US tech-focused hedge funds stand to suffer heavy losses amid falling markets.

For fund managers, including those at one of the industry’s biggest conferences in New York, optimism over last week’s market rally was shattered by another crushing blow on Tuesday, when the S&P 500 fell. 4.3% drop. Many funds were already sitting on declines of 30% or more.

Speakers on a panel on the state of the industry at SALT New York 2022 urged investors to hold their bets, saying the downturn could become an opportunity to make money.

But offstage, the mood was darker.

“It will take a lot of work to get out of this hole,” said David Moon, managing director of Symmetric.io, which tracks hedge fund managers’ investments and returns.

Even before this week’s decline, funds that bet on tech and healthcare stocks have felt the pain. Whale Rock Capital Management LLC’s main fund tumbled 38% through August, while HMI Capital Management fell 39% in the first eight months of the year. Casdin Capital fell by 50% and SoMa Partners by 31%.

Other leading fund managers, some of whom got their start with the late Julian Robertson, credited with helping pioneers make money when stocks fall, are also in the red. Coatue Management lost 17% in the first eight months of the year, while Maverick Capital lost 27% in August.

Representatives of these funds declined to comment.

“I’ve been through nine bear markets and they suck absolutely,” said Anthony Scaramucci, managing partner at investment firm SkyBridge Capital and founder of the three-day SALT conference.

The broad S&P 500 index fell 17% in August, while the average hedge fund fell 4% in August, according to Hedge Fund Research (HFR). The HFR Technology and Healthcare Index was down about 15%.

Goldman Sachs reported that hedge funds again filled up on tech stocks last week, making it the strongest wave of buying in the sector in seven months.

For many of these funds, this year’s losses come after a string of strong returns fueled by a decade-long bull market, investors and fund managers say.

And not all hedge funds are in bad shape this year.

Citadel said its Wellington fund returned 3.74% in August, bringing its year-to-date return to 25.75%. DE Shaw, in his Composite fund, reported a 20% gain to investors. Representatives of these companies declined to comment.

At the SALT conference, poor returns were top of mind as the focus was also on cryptocurrency investments rather than hedge funds.
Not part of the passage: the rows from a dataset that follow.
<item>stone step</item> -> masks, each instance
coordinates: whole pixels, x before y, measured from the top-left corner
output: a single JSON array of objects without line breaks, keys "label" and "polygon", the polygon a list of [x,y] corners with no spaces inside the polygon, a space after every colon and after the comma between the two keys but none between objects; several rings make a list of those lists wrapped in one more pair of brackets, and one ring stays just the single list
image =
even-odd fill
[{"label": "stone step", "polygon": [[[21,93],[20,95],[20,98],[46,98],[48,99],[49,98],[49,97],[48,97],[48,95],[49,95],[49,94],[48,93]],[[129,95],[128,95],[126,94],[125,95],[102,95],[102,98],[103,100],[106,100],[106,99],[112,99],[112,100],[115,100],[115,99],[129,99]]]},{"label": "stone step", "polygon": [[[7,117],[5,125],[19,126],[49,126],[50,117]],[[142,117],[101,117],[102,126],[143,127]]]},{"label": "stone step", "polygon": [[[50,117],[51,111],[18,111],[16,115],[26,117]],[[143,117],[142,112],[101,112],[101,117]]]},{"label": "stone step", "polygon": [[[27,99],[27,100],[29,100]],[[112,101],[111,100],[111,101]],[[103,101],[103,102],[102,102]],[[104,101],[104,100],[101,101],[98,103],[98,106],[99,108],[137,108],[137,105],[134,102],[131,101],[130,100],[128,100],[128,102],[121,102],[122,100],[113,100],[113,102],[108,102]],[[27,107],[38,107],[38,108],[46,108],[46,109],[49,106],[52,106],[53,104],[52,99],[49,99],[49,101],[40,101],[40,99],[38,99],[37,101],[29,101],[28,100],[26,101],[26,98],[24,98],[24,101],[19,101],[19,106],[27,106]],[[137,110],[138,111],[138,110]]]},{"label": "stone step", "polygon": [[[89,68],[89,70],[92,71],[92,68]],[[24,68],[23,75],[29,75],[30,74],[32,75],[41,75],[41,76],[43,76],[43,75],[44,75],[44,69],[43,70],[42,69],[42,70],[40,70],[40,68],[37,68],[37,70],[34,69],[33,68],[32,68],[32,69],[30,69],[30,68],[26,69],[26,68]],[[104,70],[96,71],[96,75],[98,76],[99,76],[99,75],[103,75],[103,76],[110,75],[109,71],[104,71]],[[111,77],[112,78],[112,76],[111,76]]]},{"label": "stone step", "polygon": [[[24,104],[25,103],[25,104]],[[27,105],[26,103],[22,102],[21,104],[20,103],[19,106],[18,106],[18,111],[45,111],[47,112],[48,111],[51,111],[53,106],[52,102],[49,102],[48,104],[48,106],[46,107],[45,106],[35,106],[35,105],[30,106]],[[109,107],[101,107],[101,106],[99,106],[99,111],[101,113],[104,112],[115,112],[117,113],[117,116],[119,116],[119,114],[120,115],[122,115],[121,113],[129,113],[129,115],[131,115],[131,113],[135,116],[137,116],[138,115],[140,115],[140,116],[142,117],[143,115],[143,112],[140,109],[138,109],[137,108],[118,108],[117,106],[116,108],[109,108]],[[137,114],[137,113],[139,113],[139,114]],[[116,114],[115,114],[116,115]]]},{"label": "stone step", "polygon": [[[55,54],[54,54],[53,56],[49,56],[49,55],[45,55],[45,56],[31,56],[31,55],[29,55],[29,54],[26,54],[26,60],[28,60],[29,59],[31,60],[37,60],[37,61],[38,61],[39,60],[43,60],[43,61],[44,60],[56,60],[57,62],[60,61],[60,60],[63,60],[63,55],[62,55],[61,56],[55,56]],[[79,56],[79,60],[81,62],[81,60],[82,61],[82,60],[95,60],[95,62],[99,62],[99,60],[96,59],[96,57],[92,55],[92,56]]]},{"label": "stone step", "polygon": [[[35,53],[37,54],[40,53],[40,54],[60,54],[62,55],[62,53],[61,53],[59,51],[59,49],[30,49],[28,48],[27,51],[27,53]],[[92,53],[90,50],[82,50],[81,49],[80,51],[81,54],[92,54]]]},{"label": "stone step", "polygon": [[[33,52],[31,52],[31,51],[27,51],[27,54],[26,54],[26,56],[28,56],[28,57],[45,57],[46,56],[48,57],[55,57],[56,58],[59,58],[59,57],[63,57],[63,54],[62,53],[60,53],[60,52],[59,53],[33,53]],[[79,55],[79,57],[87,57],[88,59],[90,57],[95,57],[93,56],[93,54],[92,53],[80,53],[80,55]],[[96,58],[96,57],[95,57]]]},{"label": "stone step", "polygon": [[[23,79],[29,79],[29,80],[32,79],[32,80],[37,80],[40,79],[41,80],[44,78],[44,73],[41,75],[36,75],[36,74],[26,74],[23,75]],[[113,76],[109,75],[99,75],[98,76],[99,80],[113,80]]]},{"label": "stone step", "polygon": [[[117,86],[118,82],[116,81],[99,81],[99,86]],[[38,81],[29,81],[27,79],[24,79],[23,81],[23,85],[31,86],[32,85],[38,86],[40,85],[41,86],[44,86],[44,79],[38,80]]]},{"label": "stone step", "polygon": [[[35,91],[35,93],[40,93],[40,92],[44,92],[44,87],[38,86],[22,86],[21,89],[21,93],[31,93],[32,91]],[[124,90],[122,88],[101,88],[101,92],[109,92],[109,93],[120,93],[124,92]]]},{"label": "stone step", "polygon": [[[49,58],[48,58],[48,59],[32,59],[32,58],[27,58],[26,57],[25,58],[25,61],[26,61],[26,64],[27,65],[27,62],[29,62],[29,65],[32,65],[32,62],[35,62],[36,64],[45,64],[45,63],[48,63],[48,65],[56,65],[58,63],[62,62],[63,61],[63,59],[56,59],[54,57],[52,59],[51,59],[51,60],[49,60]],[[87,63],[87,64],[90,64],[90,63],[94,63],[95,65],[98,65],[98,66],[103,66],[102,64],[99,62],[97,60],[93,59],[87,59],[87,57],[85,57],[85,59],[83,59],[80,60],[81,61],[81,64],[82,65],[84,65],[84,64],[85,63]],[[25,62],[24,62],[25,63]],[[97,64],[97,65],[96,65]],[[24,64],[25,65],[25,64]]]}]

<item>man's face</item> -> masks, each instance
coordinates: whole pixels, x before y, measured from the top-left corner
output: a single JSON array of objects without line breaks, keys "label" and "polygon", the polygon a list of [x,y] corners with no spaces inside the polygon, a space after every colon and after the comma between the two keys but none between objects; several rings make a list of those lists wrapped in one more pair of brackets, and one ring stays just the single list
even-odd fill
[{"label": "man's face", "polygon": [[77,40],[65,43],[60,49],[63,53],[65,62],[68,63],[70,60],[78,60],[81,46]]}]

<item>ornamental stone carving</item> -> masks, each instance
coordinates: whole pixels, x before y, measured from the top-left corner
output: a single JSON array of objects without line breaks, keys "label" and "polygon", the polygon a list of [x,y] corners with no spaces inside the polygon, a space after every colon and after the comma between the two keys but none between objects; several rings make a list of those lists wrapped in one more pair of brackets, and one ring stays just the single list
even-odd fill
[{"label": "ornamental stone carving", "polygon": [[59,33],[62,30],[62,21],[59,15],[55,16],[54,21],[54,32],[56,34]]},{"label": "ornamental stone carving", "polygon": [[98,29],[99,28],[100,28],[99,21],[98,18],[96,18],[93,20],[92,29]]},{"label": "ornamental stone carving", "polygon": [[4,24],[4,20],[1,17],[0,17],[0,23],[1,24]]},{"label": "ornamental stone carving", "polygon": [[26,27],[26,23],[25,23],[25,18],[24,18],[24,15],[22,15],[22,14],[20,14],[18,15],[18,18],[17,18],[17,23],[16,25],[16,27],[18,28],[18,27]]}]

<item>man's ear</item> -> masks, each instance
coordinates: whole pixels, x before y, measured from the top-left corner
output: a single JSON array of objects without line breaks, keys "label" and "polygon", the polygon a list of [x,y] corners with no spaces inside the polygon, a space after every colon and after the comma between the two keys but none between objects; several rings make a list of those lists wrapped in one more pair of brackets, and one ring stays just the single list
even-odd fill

Many of the top investors who have participated over the years, including Steven A. Cohen, Daniel Loeb and Ray Dalio, were absent. The private concerts and pool parties that were in the spotlight when the conference was held at the Bellagio in Las Vegas have been replaced by buffets of pasta, tacos and salads at the cavernous Jacob K. Javits Convention Center in Manhattan. .

Two hedge fund executives who skipped SALT this year told Reuters they were worried about the optics of paying thousands of dollars for a note at a time when investors were withdrawing capital from their companies.

Greg Jensen, co-chief investment officer at Bridgewater Associates, one of the world’s largest hedge funds founded by Ray Dalio, echoed this darker tone. Financial markets have not fully priced in the prospect of a recession, he warned, just hours before the market tumbled on Tuesday and slipped further on Wednesday.